I need to split a Chinese sentence into separate words. The problem with Chinese is that there are no spaces. For example, the sentence may look like: 主楼怎么走
(with spaces it would be: 主楼 怎么 走
).
At the moment I can think of one solution. I have a dictionary with Chinese words (in a database). The script will:
try to find the first two characters of the sentence in the database (
主楼
),if
主楼
is actually a word and it's in the database the script will try to find first three characters (主楼怎
).主楼怎
is not a word, so it's not in the database => my application now knows that主楼
is a separate word.try do it with the rest of characters.
I don't really like this approach, because to analyze even a small text it would query the database too many times.
Is there any other solutions to this?
Another one that works well is http://www.itgrass.com/phpanalysis/index.html
Its the only one that I found that works properly with utf-8. The rest only worked for me in gb18030, which caused tons of issues later on down the line.

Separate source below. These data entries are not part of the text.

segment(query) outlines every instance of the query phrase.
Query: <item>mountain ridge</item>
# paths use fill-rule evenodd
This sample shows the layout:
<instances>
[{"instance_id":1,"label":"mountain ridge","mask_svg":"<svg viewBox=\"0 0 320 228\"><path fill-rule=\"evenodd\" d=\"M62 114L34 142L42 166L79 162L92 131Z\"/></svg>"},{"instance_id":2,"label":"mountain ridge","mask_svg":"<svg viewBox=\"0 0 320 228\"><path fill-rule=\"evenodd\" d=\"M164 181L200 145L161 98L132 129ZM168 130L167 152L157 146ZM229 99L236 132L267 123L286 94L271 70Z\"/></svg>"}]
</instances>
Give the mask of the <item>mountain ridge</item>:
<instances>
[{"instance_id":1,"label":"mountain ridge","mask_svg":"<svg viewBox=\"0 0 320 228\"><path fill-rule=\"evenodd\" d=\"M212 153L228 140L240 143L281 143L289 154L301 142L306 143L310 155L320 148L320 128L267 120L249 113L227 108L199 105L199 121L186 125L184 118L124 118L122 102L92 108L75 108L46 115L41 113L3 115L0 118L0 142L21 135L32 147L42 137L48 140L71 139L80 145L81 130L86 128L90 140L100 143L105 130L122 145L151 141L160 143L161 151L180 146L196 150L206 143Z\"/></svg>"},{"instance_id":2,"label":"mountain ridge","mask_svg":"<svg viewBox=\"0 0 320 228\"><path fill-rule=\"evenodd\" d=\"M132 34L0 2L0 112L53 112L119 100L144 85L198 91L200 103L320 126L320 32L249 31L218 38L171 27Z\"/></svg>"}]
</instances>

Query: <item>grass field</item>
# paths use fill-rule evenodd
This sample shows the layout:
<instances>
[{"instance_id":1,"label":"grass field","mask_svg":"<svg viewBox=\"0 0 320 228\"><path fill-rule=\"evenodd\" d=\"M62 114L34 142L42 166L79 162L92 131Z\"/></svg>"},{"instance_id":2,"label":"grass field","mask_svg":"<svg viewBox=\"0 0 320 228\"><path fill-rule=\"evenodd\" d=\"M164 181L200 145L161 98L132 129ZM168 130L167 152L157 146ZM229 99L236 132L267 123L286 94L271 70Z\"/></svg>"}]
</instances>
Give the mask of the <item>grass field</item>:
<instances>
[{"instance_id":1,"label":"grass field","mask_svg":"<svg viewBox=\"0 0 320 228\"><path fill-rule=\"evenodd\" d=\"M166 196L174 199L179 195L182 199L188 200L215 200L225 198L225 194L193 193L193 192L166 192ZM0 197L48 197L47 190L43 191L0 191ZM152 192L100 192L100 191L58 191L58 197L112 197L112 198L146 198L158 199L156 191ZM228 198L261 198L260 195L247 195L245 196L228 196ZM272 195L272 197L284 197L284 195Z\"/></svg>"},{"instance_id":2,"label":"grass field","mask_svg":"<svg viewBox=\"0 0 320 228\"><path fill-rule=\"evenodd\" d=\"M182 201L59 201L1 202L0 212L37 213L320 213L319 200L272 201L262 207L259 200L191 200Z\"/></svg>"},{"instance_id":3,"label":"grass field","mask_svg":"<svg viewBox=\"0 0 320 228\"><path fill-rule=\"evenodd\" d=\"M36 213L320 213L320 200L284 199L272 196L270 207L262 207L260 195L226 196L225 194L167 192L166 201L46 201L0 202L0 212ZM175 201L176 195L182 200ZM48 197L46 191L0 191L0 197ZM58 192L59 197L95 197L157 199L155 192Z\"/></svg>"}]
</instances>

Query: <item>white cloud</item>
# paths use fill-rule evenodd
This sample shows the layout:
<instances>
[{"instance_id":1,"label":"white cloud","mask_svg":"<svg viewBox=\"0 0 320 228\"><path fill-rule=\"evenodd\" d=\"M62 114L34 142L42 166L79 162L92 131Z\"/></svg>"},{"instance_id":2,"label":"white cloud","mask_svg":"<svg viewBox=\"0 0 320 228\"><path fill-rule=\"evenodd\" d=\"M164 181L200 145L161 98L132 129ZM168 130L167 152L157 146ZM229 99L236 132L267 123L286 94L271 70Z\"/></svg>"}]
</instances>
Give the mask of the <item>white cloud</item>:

I thought I was going to have to start over, but this one saved me a lot of time.
To improve the performance of this, can't you do all these checks before you insert the sentence into the database, and add spaces yourself?
You might want to consider using a trie data structure. You first construct the trie from the dictionary then searching for valid words will be much faster. The advantage is determining if you are at the end of a word or need to continue looking for longer words is very fast.
Well, if you have a database with all words and there is no other way to get those word involved I think you are forced to re-query the database.
You have the input text, sentence, paragraph whatever. So yes, your processing of it will need to query against your DB for each check.
With decent indexing on the word column though, you shouldn't have too many problems.
Having said that, how big is this dictionary? After all, you would only need the words, not their definitions to check whether it's a valid word. So if at all possible (depending on the size), having a huge memory map/hashtable/dictionary with just keys (the actual words) may be an option and would be quick as lightning.
At 15 million words, say average 7 characters @ 2 bytes each works out around the 200 Megabytes mark. Not too crazy.
Edit: At 'only' 1 million words, you're looking at around just over 13 Megabytes, say 15 with some overhead. That's a no-brainer I would say.
You can build very very long Regular Expression.
Edit: I meant to build it automatically with script from the DB. Not to write it by hand.